The final concern I will document here is the potential for SpaceX to replace the existing internet monopoly with another monopoly. In a competitive marketplace, SpaceX would already have a total monopoly on launch. Only rival governments’ desires for assured military access to space keeps their expensive and obsolete rockets, often built by big monopolistic defense contractors, in business.

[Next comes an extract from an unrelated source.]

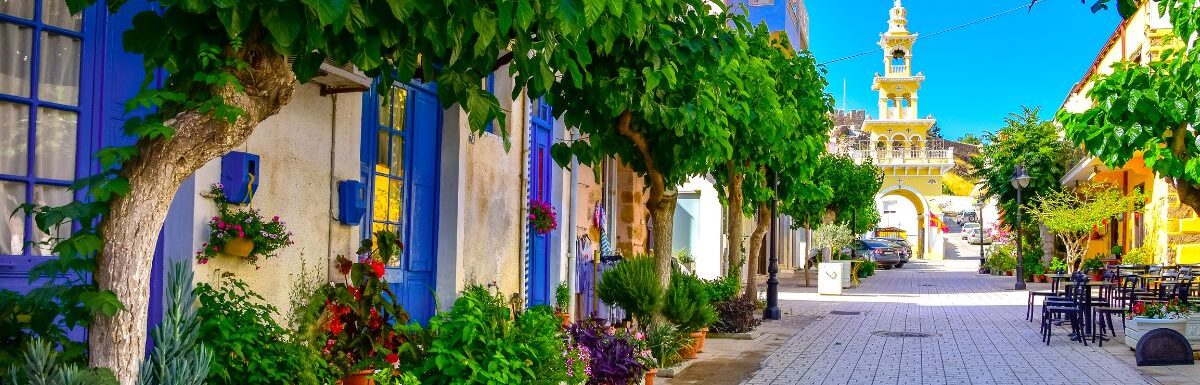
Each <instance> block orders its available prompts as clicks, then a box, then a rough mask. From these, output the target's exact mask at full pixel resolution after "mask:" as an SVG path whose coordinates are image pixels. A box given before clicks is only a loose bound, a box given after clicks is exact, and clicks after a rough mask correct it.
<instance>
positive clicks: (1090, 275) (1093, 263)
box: [1079, 257, 1104, 281]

It is certainly possible to imagine that by 2030, SpaceX launches 6000 of its own satellites annually, plus a few spy satellites for old times’ sake. SpaceX’s cheap and reliable satellites would sell “rack space” for instruments built by third parties. Any university that can build a space-rated camera could get it to orbit without also having to cover the expense of building the whole satellite platform. And as a result of this ubiquitous improved access to space, Starlink becomes synonymous with satellites as historical manufacturers fade into irrelevant obscurity.
There is precedent for far-seeing companies so dominating a new market that their product becomes synonymous with the concept. Hoover. Westinghouse. Kleenex. Google. Frisbee. Xerox. Kodak. Motorola. IBM.
Where this can become problematic is if the first company to market engages in anti-competitive practices to preserve its market share, although since President Reagan this is often legal. SpaceX could preserve its Starlink monopoly by forcing other constellation developers to launch on antique Soviet rockets. Similar actions by the United Aircraft and Transportation company, as well as price fixing on mail routes, led to its break up in 1934. Fortunately it’s unlikely that SpaceX will preserve an absolute monopoly on fully reusable rockets forever.
More worryingly, SpaceX’s deployment of tens of thousands of satellites into LEO could be construed as a co-option of the commons. Those previously public, unowned orbital slots will be permanently occupied by a private company for private profit. While it is true that SpaceX’s innovations provided the mechanism to commercialize what was previously unremarkable vacuum, much of SpaceX’s intellectual capital was built upon billions of dollars of publicly funded research.
On the one hand, we need laws to protect the proceeds of private investment, research and development. Without this protection, innovators will be unable to finance ambitious projects or will move their companies to places that provide that protection. In either case, the public suffers from the loss of wealth generation. On the other hand, we need laws to protect the people, the nominal owners of common property including the sky, from rent-seeking private entities that would annex public wealth. Neither hand is correct, or even possible, on its own. The development of Starlink affords us all the opportunity to find our way to the safe middle ground for this new market. We will know we have found it when we’ve maximized the rate of innovation and common wealth creation.
I wrote this blog immediately after I finished my post on Starship. It’s been a big week. Both Starship and Starlink are transformative technology being built before our very eyes, here, in our lifetimes. If I live long enough my grandchildren will be more flabbergasted that I’m older than Starlink than that I’m older than cell phones (museum pieces) or the public internet itself.
Satellite internet for the rich or warlike has been around for a long time. But a ubiquitous, generic, and cheap Starlink is not possible without Starship.
Launch has been around for a long time, but Starship, a launcher cheap enough to be interesting, is not possible without Starlink.
Human spaceflight has been around for a long time, and provided you’re a fighter jet pilot who is also a brain surgeon, you can go. With Starship and Starlink, human space exploration has a credible, near term path from orbital outpost to fully industrialized cities in deep space.